More and more car companies are jumping on the services bandwagon, but they’re doing so in ways that could be considered somewhat controversial. Instead of inventing new services and building better experiences that drivers can unlock with an additional payment or subscription, car companies are turning to the hardware that has always been built into a car. That’s right — aspects of the car that you bought are more and more becoming unavailable until you pay an extra fee — and sometimes an ongoing one.
The latest to take this approach is Tesla. No, we’re not talking about the “full self-driving” tech that has long been offered as a subscription. Instead, Tesla has started selling upgrades to car buyers that don’t actually add anything to the car itself. Instead, they just unlock “additional range” from a battery that was apparently previously software-limited. These upgrades are reportedly being offered to Tesla Model Y owners for between $1,500 and $2,000 and add between 30 and 50 miles of range to the car. There’s only one problem, though. The battery in the Model Y isn’t actually getting bigger; it was just previously told by software to not offer that extra range to the driver.
Tesla isn’t the first to adopt the practice of locking hardware behind additional fees or subscriptions. BMW made headlines for locking heated seats behind a paywall and charging customers hundreds of dollars per year to access the feature. After heavy criticism of the practice, BMW rolled this subscription back, allowing customers to access heated seats without having to pay any extra. That came only shortly after BMW tried and also failed to charge customers $80 per year to access Apple CarPlay and Android Auto — features that have been offered by BMW and other automakers for free for years now. Mercedes-Benz took a similar approach a few years ago, charging some customers a $1,200 yearly subscription to unlock “additional performance” from their car. Like Tesla and BMW, this subscription didn’t add any actual physical upgrades to the vehicle, instead simply telling the car through software that the driver was “allowed” to access the better performance.
I hate this approach. I think it makes complete sense for car companies to want to add additional ways to make money from vehicles that are already on the road. But doing so with the hardware of a car that a customer bought is downright shady. After all, there’s no difference in price for Tesla, BMW, and Mercedes-Benz to manufacture these vehicles — and it seems incredibly wasteful for things like the additional battery to have always been available to drivers, but unusable. In this case, Tesla is holding a driver’s own car hostage. It’s true that Tesla doesn’t advertise cars as offering a certain battery capacity, but rather a certain range — but it’s still unoriginal and seems a little desperate.
So what to do instead? Again, I get the fact that automakers want to be able to make money from vehicles that are on the road without having to convince drivers to buy new cars more often, but doing so by locking the built-in hardware behind a paywall is kind of pathetic. So what can automakers do instead?

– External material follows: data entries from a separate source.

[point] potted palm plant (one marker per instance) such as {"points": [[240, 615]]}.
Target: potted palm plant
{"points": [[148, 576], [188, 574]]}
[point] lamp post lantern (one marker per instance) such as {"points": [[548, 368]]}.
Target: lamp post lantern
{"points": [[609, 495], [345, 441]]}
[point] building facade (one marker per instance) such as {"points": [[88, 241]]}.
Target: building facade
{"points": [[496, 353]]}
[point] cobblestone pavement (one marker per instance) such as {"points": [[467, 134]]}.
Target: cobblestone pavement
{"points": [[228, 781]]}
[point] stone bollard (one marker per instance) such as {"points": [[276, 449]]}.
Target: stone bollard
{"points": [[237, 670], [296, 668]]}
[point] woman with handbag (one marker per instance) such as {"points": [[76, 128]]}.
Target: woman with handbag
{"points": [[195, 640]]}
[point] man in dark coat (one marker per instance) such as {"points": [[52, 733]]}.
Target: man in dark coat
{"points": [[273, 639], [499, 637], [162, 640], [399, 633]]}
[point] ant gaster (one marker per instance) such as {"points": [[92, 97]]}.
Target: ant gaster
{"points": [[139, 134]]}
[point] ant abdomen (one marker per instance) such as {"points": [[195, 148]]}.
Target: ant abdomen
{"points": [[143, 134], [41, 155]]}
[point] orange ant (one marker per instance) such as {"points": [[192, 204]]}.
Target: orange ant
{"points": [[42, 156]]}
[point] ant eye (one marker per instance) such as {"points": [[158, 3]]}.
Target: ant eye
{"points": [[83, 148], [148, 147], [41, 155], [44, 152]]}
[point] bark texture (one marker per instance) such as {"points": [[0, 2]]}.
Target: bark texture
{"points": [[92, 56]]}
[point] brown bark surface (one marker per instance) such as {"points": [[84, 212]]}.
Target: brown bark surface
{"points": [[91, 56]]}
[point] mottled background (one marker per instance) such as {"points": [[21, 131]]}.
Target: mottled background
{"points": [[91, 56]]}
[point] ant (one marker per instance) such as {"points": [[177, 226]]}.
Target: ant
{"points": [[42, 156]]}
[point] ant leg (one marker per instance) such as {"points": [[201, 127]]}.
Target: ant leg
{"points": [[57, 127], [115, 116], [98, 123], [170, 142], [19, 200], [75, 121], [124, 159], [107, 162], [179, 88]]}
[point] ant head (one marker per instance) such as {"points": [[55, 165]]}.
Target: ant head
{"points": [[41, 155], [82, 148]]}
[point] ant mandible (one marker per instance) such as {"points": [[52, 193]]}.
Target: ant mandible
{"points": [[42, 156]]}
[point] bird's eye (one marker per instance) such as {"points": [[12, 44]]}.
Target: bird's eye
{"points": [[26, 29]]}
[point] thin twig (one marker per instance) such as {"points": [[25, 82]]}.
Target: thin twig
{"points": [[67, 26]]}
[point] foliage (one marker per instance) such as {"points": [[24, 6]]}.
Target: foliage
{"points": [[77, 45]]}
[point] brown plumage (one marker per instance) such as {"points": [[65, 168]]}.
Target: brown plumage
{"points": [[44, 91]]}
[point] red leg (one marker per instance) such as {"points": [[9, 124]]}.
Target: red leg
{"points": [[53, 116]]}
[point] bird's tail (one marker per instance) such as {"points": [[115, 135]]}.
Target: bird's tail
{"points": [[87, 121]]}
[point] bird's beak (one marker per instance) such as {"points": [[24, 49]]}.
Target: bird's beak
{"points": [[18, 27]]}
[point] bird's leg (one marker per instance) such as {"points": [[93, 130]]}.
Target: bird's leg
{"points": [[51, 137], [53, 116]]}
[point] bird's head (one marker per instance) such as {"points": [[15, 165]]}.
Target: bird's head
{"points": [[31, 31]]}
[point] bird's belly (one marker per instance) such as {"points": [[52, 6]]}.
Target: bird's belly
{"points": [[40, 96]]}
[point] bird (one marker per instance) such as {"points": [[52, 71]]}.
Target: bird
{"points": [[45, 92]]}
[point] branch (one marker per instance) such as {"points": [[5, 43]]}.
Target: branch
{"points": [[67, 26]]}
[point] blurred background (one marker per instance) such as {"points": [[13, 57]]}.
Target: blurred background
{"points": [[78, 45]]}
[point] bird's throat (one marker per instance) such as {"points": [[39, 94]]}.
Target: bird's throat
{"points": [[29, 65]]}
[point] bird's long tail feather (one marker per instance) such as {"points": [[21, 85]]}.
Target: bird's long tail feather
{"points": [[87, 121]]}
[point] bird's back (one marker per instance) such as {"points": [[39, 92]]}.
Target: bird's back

Well, there are plenty of ways to add value to a vehicle after the fact. A classic example is by selling a cellular subscription that adds internet connectivity to a vehicle. This isn’t necessarily a big money-maker for an automaker, considering the fact that the company still has to pay for this cellular connectivity in the first place to a company like AT&T or Verizon. But typically, automakers do still make a little off the top. Another classic example is offering access to satellite radio services like SiriusXM, which pays out shares in revenue to carmakers annually. But, as music streaming has become more common and unlimited data more prevalent, drivers have become less interested in paying for services like Sirius.
Most of the reasonable ways to charge a subscription to customers involve software. The only problem is that most automakers are bad at software. Automakers can barely make software that drivers want to use for free, let alone pay for — hence why so many drivers won’t buy cars without CarPlay or Android Auto. But, if automakers were to get better at software, they could charge for better software features, or features that rely on cloud computing — and thus cost the automaker to run in the first place. Other opportunities arise with EVs. For example, automakers could charge subscriptions to charging stations, offering unlimited access to these stations for a monthly fee instead of a per-charge fee. They’d have to contend with charging companies to do so — but the convenience of having unlimited access to two or three of the largest charging networks may be worth it.
Of course, there is a way for automakers to charge subscriptions for hardware. That’s by charging a subscription for all of the hardware. Some automakers, like Volvo, are already doing this — but the practice isn’t very mainstream just yet. The concept is relatively simple — instead of buying a car or leasing one, drivers simply pay a monthly subscription fee for as long as they want to use a vehicle, and when they’re done with the car, they stop paying and give back the car. As this practice becomes more common, it’s likely that older or less powerful vehicles will cost less. Sure, it’s similar to a lease — but less complicated, more flexible, and more appealing. Car subscription services are here to stay. That’s especially true given the fact that traditionally car makers have made much of their money from things like parts and repairs. But considering the fact that EVs are more reliable and require less maintenance, that income source is drying up a little.
Hopefully, automakers will find their way and figure out ways to charge subscriptions while actually adding value to the experience of driving their cars instead of holding hardware hostage. In the meantime, however, it’s likely we’ll see subscription services like Tesla’s more often.